We live in the bush capital, so we shouldn’t be surprised when the bush comes to us. Such an occasion is likely to be a real shock though when our path – which may be a bike path, or footpath or even occasionally a garden path – crosses that of a snake going about its business.
Even though we know there’s no danger if we don’t do anything stupid, our heart is likely to race and our skin shivers. The stories and legends about snakes go back a long way, and make perfect sense since some snakes can be dangerous if not treated with respect.
I find it reassuring to realise that we peacefully share the suburbs – at least around the fringes and nature reserves – with a common snake which also happens to possess the second-most toxic venom of any snake in the world.
This doesn’t mean however that the Eastern Brown Snake is the second-most dangerous snake in the world, as is often claimed.
The only meaningful measure of that is how many people are actually killed by a given snake species, which is a complex combination of size, length of fangs, propensity to both bite and deliver venom (not the same thing at all) and whether it actually lives near people.
The Australian Inland Taipan is generally agreed to possess the most toxic snake venom in the world, but it lives where people very rarely encounter it.
Australian snakes, despite a concocted fearsome reputation, rank very low in ‘danger’; the average number of deaths in Australia is consistently around two a year, and some of those are due to a snake being attacked or handled.
Horses, cattle and dogs are responsible for far more deaths per year (through falls, car accidents and actual attacks).
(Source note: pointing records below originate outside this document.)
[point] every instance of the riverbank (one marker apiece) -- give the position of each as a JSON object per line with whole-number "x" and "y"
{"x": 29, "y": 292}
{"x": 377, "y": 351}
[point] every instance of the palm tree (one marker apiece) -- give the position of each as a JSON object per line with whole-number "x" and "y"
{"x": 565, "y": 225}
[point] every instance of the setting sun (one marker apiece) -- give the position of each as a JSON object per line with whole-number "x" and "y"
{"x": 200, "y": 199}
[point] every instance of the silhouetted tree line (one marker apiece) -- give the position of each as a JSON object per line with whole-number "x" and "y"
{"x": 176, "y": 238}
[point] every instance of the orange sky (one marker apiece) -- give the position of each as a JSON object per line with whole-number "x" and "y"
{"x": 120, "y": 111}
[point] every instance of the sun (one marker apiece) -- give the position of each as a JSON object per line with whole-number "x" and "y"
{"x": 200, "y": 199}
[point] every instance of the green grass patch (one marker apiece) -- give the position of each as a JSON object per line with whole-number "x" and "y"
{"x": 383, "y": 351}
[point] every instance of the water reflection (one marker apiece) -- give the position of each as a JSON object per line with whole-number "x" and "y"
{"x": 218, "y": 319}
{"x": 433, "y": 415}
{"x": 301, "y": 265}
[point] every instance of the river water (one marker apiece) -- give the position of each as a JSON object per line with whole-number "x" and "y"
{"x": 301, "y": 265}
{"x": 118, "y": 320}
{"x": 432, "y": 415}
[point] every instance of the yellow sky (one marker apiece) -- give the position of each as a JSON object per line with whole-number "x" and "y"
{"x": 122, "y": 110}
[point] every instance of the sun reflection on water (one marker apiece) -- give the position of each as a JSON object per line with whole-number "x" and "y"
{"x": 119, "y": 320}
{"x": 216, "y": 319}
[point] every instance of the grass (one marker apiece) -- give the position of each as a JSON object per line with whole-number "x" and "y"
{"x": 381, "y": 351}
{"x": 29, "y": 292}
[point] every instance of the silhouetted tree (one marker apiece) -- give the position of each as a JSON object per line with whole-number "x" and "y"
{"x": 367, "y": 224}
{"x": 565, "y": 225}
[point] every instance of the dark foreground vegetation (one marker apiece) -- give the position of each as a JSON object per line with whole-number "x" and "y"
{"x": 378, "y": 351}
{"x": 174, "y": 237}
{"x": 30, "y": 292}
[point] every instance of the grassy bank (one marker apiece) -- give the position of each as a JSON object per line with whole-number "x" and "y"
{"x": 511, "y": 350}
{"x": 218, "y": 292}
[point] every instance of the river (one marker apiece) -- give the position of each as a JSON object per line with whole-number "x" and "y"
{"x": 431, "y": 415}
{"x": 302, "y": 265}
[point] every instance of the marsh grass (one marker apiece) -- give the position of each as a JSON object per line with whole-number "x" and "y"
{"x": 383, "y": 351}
Bees kill more people than snakes, and you’re more likely to die from lightning strike than a snake strike.
A snake really doesn’t want to bite you. Venom is for hunting, not fighting and we’re not food for a snake. Venom is biologically expensive to produce and not to be wasted, while fangs are fragile and if they break the snake will probably starve to death.
A friend was recently bitten by an Eastern Brown on a Canberra bike track when he suddenly came across it and it lashed out in fright. An anxious wait in hospital ended when it was determined that the snake had refrained from ‘evenomating’.
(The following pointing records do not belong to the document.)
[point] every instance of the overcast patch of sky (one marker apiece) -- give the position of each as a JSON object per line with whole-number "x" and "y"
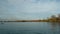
{"x": 28, "y": 9}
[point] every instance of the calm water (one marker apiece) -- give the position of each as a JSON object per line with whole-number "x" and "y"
{"x": 29, "y": 28}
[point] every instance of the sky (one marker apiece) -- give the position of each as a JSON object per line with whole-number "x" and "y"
{"x": 28, "y": 9}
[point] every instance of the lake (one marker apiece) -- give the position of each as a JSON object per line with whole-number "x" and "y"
{"x": 29, "y": 28}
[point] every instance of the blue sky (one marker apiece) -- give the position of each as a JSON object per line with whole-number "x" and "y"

This is typical of Brown Snakes. They are nervous and high-strung and one will thrash about in an effort to make you back off if it feels threatened. Give it space and it will slide quickly away.
In contrast, the other common local snake, the Red-bellied Black Snake, which is usually found around waterways, is slow and relaxed, interested pretty much only in frogs and small lizards.
I’ve had one slide across my feet without apparently noticing my presence. It’s almost impossible to get bitten by one, and there are no recorded human deaths by them.
Some years ago on the side of Barry Drive by Black Mountain we came across two big Eastern Browns entwined and writhing. It would be easy to interpret this as mating, but mating is a quite different matter; there is a huge size disparity between mature male and females in most local species, and the actual event is quite fleeting.
The snakes we saw were two big males wrestling for mating rights in the immediate area. It’s purely a duel of strength, fangs and venom play no part in these contests either.
On this occasion they had to defer a result, as we felt obliged to usher them off the road and into the bush for their own safety. If the wrestle had continued, one would eventually have gracefully accepted defeat and slipped away.
Living with snakes is mostly easy, as we prove every summer. Stay away from long grass and situations where you might surprise one. If one comes into your yard, which happens occasionally, it will generally move right on; if you’re concerned about it there are people who will help. Just do an on-line search for Canberra snake catchers or removals or rescue.
Most Canberrans are sensible about living with wildlife, even if they’re not always entirely comfortable with it, and I think that’s something to be proud of.